Das diese Methode nicht den schnellsten Weg findet ist erstmal egal...

--------------------
0	0	0	0	-1	0	0	
0	-1	0	0	0	0	0	
0	-1	0	0	0	-1	-1	
0	0	-1	0	0	0	0	
--done--
true
--------------------
1	1	1	1	-1	*1	1* 
1	-1	0	1	1	*1	1* 
1	-1	0	0	1	-1	-1	
1	0	-1	0	1	1	2	

Dies fetten 1er werden auch durchlaufen jedoch sind diese für mich eigentlich uninteressant. Wie kann ich diese "filtern"? Ich brauche den Weg ohne Sackgassen...

*Edit3*
So sollte es klappen odeR?

```
private boolean backtracker(int nextRow, int nextColumn, LinkedHashMap<String,I> hash) {
		
		if((nextRow < 0 || nextRow >= row || nextColumn < 0 || nextColumn >= column) 
				|| (matrix[nextRow][nextColumn] == 1 || matrix[nextRow][nextColumn] == -1))
			return false;
		
		if(nextRow == targetRow && nextColumn == targetColumn) {
			System.out.println("--done--");
			matrix[nextRow][nextColumn] = 2;
			return true;
		}
		
		matrix[nextRow][nextColumn] = 1;
		
		if(!hash.containsKey(nextRow + "" + nextColumn))
			hash.put(nextRow + "" + nextColumn, new I(nextRow, nextColumn));
		
		boolean moveOn = (backtracker(nextRow-1, nextColumn, hash) ||
						backtracker(nextRow, nextColumn+1, hash) ||
						backtracker(nextRow+1, nextColumn, hash) ||
						backtracker(nextRow, nextColumn-1, hash));
		
		if(moveOn)
			return true;
				
		hash.remove(nextRow + "" + nextColumn);
		
		return false;
			
	}
```


----------



## Tomate_Salat (28. Apr 2011)

habe mir das nicht komplett durchgeschaut, aber ich habe zuhause spaßeshalber auch mit soetwas begonnen. Jeder Wegpunkt ist dabei ein Objekt, welches sich merkt, ob es schonmal betreten worden ist + ob es noch unbetretene Abzweigungen davon gibt.
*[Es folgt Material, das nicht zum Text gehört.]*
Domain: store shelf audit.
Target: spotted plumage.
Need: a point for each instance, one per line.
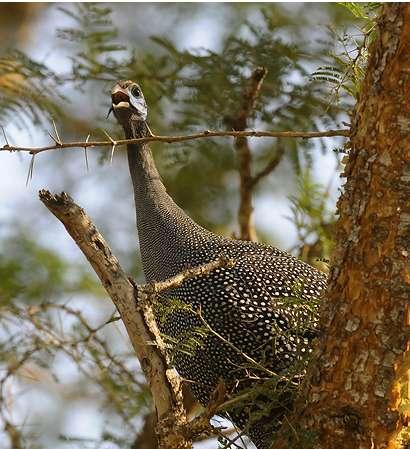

In einer Liste speichere ich mir die History und wenn ich in einer Sackgasse lande, gehe ich solange zurück, bis ich einen Wegpunkt finde, der noch unbetretene abbiegungen besitzt. Mein nächster Schritt ist der kürzeste Weg, auch für den habe ich bereits eine Idee:
Wenn ich am ziel bin, gehe ich trotzdem wieder zurück und teste neue Wege, speichere mir diese Historie aber in einer separaten liste und halte mir nur die, mit den wenigstens Wegpunkten. Das ist wohl nicht der schnellste weg, aber es ist einer ^^


----------



## s4ke (28. Apr 2011)

Wenn es ohnehin egal ist, welcher Weg genommen wird, warum dann nicht gleich Dijkstra?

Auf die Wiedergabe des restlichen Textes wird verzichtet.